57 9月30日

 やっぱり智も救いたいし、他の誰も死なせたくない。

 抱えた矛盾むじゅんに答えが出せないまま一週間が過ぎて、さきは九月三十日を迎えた。


 最初に訪れる運命の日十月一日のハロンを明日に控え、みさぎの記憶と力を戻す決断をまだ下すことができない。慎重になりすぎて自暴自棄じぼうじきになりそうな気持を抑え込むので精一杯だった。


 この一週間何か事態が動くのを恐れてあやの所にも行けなかったし、見守ると言ったターメイヤ大人組からの音沙汰おとさたもない。

 はたから見ればいつも通りの日常が過ぎた。


 このまま何も起きず十月に入って、また普通通りに学校に行けたら――壁に掛けた冬の制服を見上げて、そんな思いに逃避してしまう。なのにカレンダーの数字は『もう明日だよ』と現実を突き付けてきた。


 感情に圧し潰されそうになって、学校へ行く前にれんに電話した。

 このところ毎日声を聞いている。蓮との電話は、不安を緩和させる精神安定剤みたいなものだ。

 けれど今の電話は流石に向こうも変だと思ったようで「そっち行こうか?」と言ってくれたが、「来るな」と自分を突き放した。


「次に会うのは十月になったらって約束しただろ?」


 蓮に甘えるのも、泣きつくのも、十月に入ったら何でも許してやる。だから明日を死ぬ気で乗り切れよと自分を鼓舞こぶした。


「智だけじゃない、全員を救う方法を……」


 そんなことを考えていたら、二時間目の体育で意識が飛んだ。

 昨日ろくに眠らないでいた自分の失態だ。



   ☆

 ――『行くなよリーナ、僕を置いていかないでくれよ!』


 ほんのわずか意識を失っている間に見た夢は、あの日の嫌な思い出だ。


 アイツらの元へ行くために崖を飛び降りようとするリーナを止めたかった。けれど、リーナの意思を自分のエゴで繋ぎ止められない事くらい分かっていたし、結局彼女は「またね」と笑顔で行ってしまった。

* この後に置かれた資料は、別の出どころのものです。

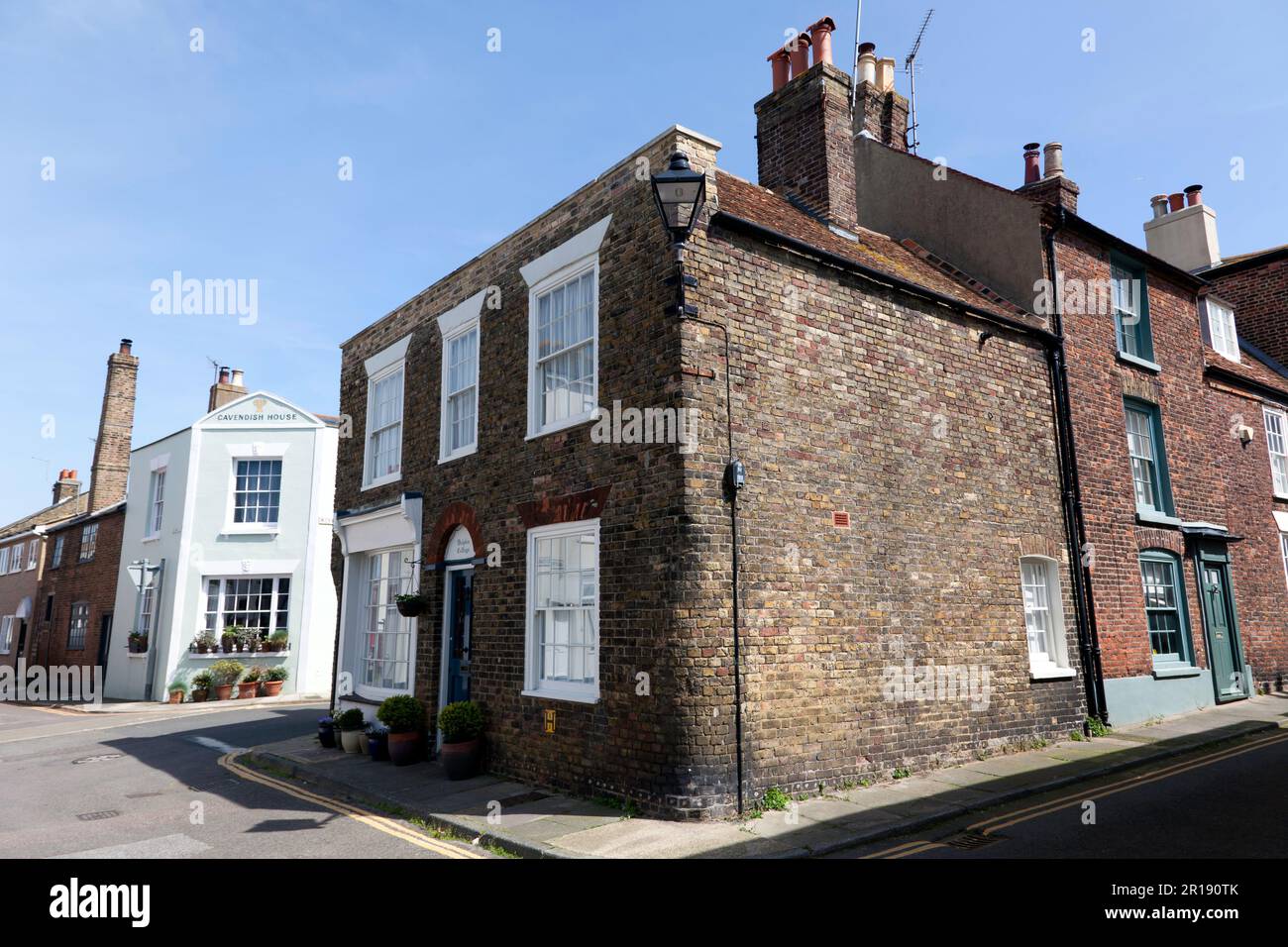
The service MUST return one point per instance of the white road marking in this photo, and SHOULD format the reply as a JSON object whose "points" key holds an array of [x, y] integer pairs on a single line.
{"points": [[163, 847]]}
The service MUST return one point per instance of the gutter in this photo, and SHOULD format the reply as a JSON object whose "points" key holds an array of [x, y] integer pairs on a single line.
{"points": [[1070, 491], [772, 236]]}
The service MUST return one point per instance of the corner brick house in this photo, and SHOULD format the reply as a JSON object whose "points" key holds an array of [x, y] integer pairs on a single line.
{"points": [[1183, 556], [77, 590], [902, 566]]}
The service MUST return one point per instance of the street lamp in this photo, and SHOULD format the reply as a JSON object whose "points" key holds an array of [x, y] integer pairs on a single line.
{"points": [[679, 191]]}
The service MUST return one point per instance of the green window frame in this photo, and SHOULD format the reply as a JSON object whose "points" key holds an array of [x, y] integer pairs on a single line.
{"points": [[1147, 457], [1166, 611], [1129, 294]]}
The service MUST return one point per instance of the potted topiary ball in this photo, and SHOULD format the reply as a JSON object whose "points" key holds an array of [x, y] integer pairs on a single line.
{"points": [[462, 724], [352, 731], [404, 716]]}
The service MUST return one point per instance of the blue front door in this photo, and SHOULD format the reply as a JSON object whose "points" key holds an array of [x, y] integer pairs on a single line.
{"points": [[460, 612]]}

 リーナとこの世界でまた会うことはできたけれど、あの時彼女が兄に託した願いを叶えてやることができないまま、咲はまだ踏みとどまっている。


「お兄さん」


 若い女の声にハッと目を覚ます。まさかリーナかと思ったけれど、「おはようございます」と咲の視界に入り込んできたのは、養護教諭の一華いちかだった。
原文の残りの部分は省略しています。